Yalnızlık ve depresyon arasındaki ilişkiyi araştıran araştırmacılar, istenmeyen düşünceleri yeniden çerçevelemenin veya bastırmanın (uzaklaştırmanın) etkilerini azaltmaya ve genellikle depresyon duygularını tetikleyen olumsuz düşünce döngülerini önlemeye yardımcı olabileceğini öne sürüyorlar.
Bu yüzden, bir arkadaş telefonu açmadığında, "Benimle konuşmak istemiyorlar" diyerek "Muhtemelen meşguller, bu yüzden daha sonra tekrar deneyeceğim" şeklinde yeniden çerçevelendirmeyi deneyin.
Hiç kimse müsait görünmüyorsa, biraz istenmeyen hissetmeye başlayabilirsiniz. Ancak bu düşüncelerin hakim olmasına izin vermek yerine, başka bir şey düşünerek veya sizi mutlu eden bir şeye zaman ayırarak dikkatinizi dağıtmayı deneyin.
Dikkatli kabul, üzücü düşüncelerle daha rahat olmanıza da yardımcı olabilir. Farkındalık, bu düşünceleri kabul etmeyi öğrenmenize ve sonra kendinizle ilgili algınızı etkilemeden önce onları bırakmanıza yardımcı olur.
Ne zaman (ve nasıl) ulaşılmalı
Depresyon daha acil bir endişe nedeni oluştursa da yalnızlığın sağlık üzerinde ciddi bir etkisi de olabilir. Her iki konu da yalnızca fiziksel ve zihinsel sağlık endişeleri için değil, aynı zamanda intihar düşüncesi için de riski artırır.
Belirtiler aşağıdaki durumlarda profesyonel destek almak her zaman akıllıca olacaktır:
- bir veya iki hafta sonra düzelme
- Onları tek başınıza yönetmeye çalışsanız bile ısrar edin
- günlük görevleri yerine getirme veya yapma becerinizi etkiler
- ilişkilerinde sorunlara neden olmak
- seni umutsuz ya da değersiz hissettirmek
Terapi, belirtilerinizin altına inmek, olası nedenleri belirlemek ve duygu düzenleme gibi tedavi ve üretken başa çıkma stratejileri hakkında rehberlik ve destek almak için güvenli bir alan sunar.

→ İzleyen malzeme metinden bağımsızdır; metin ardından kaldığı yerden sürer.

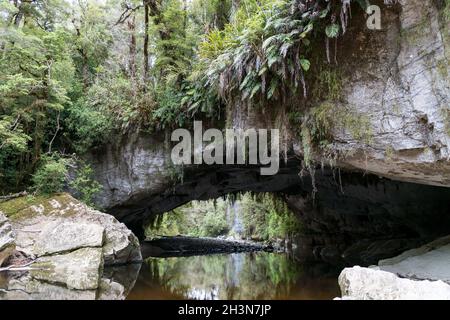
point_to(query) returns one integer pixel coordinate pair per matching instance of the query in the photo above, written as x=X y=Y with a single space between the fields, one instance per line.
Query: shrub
x=85 y=185
x=51 y=175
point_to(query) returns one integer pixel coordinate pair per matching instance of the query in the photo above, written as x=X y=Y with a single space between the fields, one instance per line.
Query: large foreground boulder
x=80 y=269
x=370 y=284
x=67 y=242
x=61 y=224
x=7 y=242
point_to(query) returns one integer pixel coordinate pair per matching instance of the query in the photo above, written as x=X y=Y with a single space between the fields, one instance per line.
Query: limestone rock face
x=7 y=241
x=71 y=244
x=369 y=284
x=68 y=236
x=80 y=269
x=62 y=224
x=429 y=262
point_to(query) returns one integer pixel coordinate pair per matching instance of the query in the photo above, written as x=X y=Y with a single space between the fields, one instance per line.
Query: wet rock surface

Şimdi yardıma ihtiyacın varsa
İntihar etmeyi düşünüyorsanız veya kendinize zarar verme düşünceleriniz varsa, 800-273-8255 numaralı telefondan Ulusal İntiharı Önleme Yaşam Hattını arayabilirsiniz.
24-7 yardım hattı sizi bölgenizdeki ruh sağlığı kaynaklarına bağlayacaktır. Sağlık sigortanız yoksa eğitimli uzmanlar, eyaletinizin tedavi kaynaklarını bulmanıza da yardımcı olabilir.
Alt çizgi
Sosyal bağınız olmadığında kendinizi biraz zayıf hissetmeniz normaldir. Ancak ilişkilerinizin kalitesini iyileştirmek için çalışmak, gelecekteki yalnızlığı ve sıkıntıyı önlemeye yardımcı olabilir ve aynı zamanda depresyona karşı bir miktar koruma sağlayabilir.
Ne ile uğraştığınız önemli değil, tek başınıza halletmek zorunda değilsiniz. Sevdiklerinizle nasıl hissettiğiniz hakkında konuşmak harika bir başlangıç olabilir.
Crystal Raypole daha önce GoodTherapy için yazar ve editör olarak çalıştı. İlgi alanları arasında Asya dilleri ve edebiyatı, Japonca çeviri, yemek pişirme, doğa bilimleri, cinsiyet pozitifliği ve akıl sağlığı yer almaktadır. Özellikle, akıl sağlığı sorunları etrafındaki damgalanmayı azaltmaya yardımcı olmaya kendini adamıştır.